Steelers betreiben viel Aufwand für die Übertragungen auf Sprade TV Geisterspiele als Live-Erlebnis

Von Andreas Eberle
Pressesprecher Patrick Jonza ist einer von vier Kommentatoren, die bei den DEL2-Heimspielen der Bietigheim Steelers im Einsatz sind.⇥⇥ Foto: Andreas Eberle

Die Bietigheim Steelers und ihre Rivalen übertragen in Eigenregie die DEL2-Duelle auf Sprade TV. Die ehrenamtlichen Macher sind mit viel Herzblut dabei.
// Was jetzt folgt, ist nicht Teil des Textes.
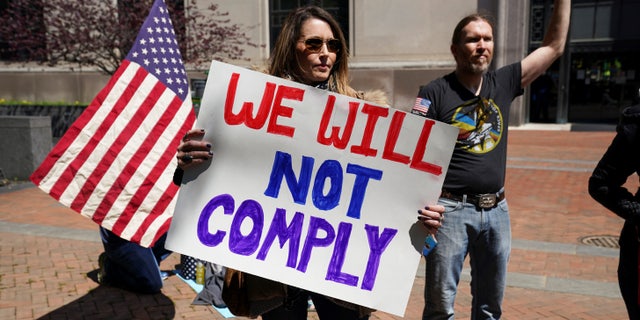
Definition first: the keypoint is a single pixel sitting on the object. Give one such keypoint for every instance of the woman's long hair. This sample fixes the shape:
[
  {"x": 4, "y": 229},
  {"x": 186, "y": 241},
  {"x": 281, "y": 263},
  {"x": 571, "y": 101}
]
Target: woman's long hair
[{"x": 284, "y": 62}]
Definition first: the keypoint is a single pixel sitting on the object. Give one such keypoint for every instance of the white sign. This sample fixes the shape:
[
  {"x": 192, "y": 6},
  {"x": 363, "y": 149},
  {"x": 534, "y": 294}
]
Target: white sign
[{"x": 311, "y": 188}]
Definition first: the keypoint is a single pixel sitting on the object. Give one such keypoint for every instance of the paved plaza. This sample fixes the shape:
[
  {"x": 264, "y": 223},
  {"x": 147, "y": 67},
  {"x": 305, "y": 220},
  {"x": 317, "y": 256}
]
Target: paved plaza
[{"x": 563, "y": 263}]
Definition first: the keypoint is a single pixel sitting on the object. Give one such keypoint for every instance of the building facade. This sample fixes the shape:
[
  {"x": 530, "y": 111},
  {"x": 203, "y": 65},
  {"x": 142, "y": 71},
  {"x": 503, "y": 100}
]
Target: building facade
[{"x": 396, "y": 46}]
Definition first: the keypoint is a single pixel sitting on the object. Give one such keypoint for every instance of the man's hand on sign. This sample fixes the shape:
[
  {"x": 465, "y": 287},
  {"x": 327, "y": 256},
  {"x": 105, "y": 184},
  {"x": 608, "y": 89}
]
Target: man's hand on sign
[
  {"x": 193, "y": 151},
  {"x": 431, "y": 217}
]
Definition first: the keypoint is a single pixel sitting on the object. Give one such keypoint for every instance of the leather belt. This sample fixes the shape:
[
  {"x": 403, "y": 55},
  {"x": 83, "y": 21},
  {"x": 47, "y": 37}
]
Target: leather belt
[{"x": 484, "y": 200}]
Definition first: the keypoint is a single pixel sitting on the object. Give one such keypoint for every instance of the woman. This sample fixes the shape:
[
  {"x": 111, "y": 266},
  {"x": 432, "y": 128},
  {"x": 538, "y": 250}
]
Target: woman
[
  {"x": 606, "y": 185},
  {"x": 311, "y": 49}
]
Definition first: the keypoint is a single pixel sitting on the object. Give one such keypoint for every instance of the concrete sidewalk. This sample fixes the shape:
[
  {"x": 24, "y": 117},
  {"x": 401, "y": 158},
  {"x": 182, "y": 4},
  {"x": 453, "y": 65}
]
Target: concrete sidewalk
[{"x": 49, "y": 253}]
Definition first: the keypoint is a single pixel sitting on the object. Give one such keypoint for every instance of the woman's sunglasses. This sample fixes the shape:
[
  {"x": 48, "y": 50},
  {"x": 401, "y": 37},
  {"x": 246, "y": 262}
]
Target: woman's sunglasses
[{"x": 315, "y": 45}]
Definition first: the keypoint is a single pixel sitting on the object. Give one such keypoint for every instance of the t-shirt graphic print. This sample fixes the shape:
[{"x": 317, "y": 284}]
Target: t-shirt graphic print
[{"x": 481, "y": 125}]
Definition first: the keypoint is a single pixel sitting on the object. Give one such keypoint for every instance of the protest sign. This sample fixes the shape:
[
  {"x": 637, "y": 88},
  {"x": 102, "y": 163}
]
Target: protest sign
[{"x": 311, "y": 188}]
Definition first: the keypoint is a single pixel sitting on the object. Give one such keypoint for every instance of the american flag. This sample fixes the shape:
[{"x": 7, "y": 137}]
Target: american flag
[
  {"x": 115, "y": 164},
  {"x": 421, "y": 106}
]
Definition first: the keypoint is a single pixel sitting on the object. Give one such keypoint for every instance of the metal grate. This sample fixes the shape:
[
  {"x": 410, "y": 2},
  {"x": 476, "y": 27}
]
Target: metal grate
[{"x": 601, "y": 241}]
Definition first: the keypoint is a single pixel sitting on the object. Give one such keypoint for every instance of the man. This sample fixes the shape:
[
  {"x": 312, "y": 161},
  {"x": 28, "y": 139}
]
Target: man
[
  {"x": 476, "y": 219},
  {"x": 607, "y": 186}
]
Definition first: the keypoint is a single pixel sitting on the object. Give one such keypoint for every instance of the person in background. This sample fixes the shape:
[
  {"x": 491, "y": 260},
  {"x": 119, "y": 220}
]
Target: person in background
[
  {"x": 606, "y": 185},
  {"x": 311, "y": 49},
  {"x": 476, "y": 219},
  {"x": 128, "y": 265}
]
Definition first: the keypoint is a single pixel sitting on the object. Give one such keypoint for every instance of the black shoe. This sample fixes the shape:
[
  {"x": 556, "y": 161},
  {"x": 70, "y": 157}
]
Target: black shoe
[{"x": 102, "y": 275}]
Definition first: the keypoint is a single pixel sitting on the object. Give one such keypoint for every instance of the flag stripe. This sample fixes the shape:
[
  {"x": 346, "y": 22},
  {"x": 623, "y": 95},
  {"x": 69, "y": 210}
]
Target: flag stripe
[
  {"x": 44, "y": 172},
  {"x": 115, "y": 148},
  {"x": 82, "y": 149},
  {"x": 115, "y": 164},
  {"x": 162, "y": 163},
  {"x": 171, "y": 190},
  {"x": 118, "y": 189}
]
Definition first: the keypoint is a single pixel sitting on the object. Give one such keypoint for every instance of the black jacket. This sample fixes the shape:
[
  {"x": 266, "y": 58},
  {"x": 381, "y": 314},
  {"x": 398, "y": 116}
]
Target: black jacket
[{"x": 621, "y": 160}]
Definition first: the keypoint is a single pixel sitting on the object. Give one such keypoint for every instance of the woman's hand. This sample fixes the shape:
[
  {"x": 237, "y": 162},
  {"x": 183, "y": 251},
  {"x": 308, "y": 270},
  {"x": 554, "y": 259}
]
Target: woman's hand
[
  {"x": 193, "y": 151},
  {"x": 432, "y": 217}
]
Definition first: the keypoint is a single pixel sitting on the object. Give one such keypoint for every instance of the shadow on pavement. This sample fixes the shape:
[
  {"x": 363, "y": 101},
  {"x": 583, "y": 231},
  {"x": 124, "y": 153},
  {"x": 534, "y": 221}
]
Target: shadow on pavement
[{"x": 106, "y": 302}]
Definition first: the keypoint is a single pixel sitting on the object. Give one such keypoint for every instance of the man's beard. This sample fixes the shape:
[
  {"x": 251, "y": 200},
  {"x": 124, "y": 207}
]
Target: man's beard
[{"x": 477, "y": 68}]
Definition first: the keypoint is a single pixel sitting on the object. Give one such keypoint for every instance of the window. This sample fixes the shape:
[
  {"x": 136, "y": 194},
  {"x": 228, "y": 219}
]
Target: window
[{"x": 26, "y": 38}]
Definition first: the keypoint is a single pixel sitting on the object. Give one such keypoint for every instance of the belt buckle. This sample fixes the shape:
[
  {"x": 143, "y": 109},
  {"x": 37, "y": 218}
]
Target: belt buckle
[{"x": 487, "y": 200}]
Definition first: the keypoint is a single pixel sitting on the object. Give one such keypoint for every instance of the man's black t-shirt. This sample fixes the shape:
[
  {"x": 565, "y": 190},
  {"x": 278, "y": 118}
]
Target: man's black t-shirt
[{"x": 479, "y": 159}]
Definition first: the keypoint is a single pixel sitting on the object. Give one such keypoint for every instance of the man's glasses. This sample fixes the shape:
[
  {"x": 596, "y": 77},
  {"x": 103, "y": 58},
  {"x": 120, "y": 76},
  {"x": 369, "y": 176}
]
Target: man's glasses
[{"x": 315, "y": 45}]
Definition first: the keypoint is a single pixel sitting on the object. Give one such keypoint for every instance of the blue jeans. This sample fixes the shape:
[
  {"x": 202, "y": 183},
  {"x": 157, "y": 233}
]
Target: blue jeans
[
  {"x": 484, "y": 234},
  {"x": 131, "y": 266}
]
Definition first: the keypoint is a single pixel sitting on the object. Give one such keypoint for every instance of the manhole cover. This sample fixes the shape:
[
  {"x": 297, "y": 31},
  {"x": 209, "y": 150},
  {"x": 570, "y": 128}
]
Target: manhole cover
[{"x": 601, "y": 241}]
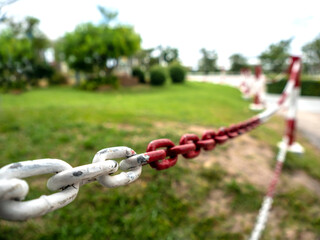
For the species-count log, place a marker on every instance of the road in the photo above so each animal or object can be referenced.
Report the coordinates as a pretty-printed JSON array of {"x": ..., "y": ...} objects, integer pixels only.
[{"x": 308, "y": 121}]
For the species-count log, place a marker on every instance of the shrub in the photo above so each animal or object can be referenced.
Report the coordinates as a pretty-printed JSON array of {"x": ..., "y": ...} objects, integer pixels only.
[
  {"x": 57, "y": 79},
  {"x": 94, "y": 83},
  {"x": 137, "y": 72},
  {"x": 177, "y": 73},
  {"x": 157, "y": 76}
]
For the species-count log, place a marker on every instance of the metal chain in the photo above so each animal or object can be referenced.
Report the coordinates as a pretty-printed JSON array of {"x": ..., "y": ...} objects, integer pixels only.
[{"x": 160, "y": 154}]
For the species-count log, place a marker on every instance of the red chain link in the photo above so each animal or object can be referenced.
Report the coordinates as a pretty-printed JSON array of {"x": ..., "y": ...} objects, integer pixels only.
[{"x": 190, "y": 145}]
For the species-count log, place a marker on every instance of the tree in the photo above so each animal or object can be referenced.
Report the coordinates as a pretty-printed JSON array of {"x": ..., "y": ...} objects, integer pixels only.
[
  {"x": 208, "y": 62},
  {"x": 22, "y": 47},
  {"x": 2, "y": 4},
  {"x": 274, "y": 58},
  {"x": 311, "y": 53},
  {"x": 237, "y": 62},
  {"x": 170, "y": 54},
  {"x": 91, "y": 48}
]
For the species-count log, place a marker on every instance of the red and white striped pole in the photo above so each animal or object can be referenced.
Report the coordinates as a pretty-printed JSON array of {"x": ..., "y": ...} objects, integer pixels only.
[
  {"x": 245, "y": 85},
  {"x": 291, "y": 122},
  {"x": 258, "y": 89}
]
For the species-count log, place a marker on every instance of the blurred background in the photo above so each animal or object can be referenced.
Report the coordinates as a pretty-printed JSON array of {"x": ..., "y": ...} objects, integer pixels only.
[{"x": 79, "y": 76}]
An einem Freitag, dem 13., begann im Ellental die Zeit der Liveübertragungen. Beim Pionier Sprade TV wurde am 13. Februar 2015 das Zweitliga-Spiel zwischen den Bietigheim Steelers und den Dresdner Eislöwen im Internet gezeigt – damals noch mit nur einer Kamera und einer einfach gestrickten Übertragung, wie sich Patrick Jonza erinnert. Er hatte an jenem denkwürdigen Abend den 5:4-Sieg des SCB nach Verlängerung gemeinsam mit Sebastian Marjan kommentiert. Beide sind noch heute dabei. Längst sind die Livestreams den Kinderschuhen entwachsen – und die Produktionen wesentlich professioneller als noch in der Anfangszeit, sowohl was die Technik als auch die Moderation anbelangt.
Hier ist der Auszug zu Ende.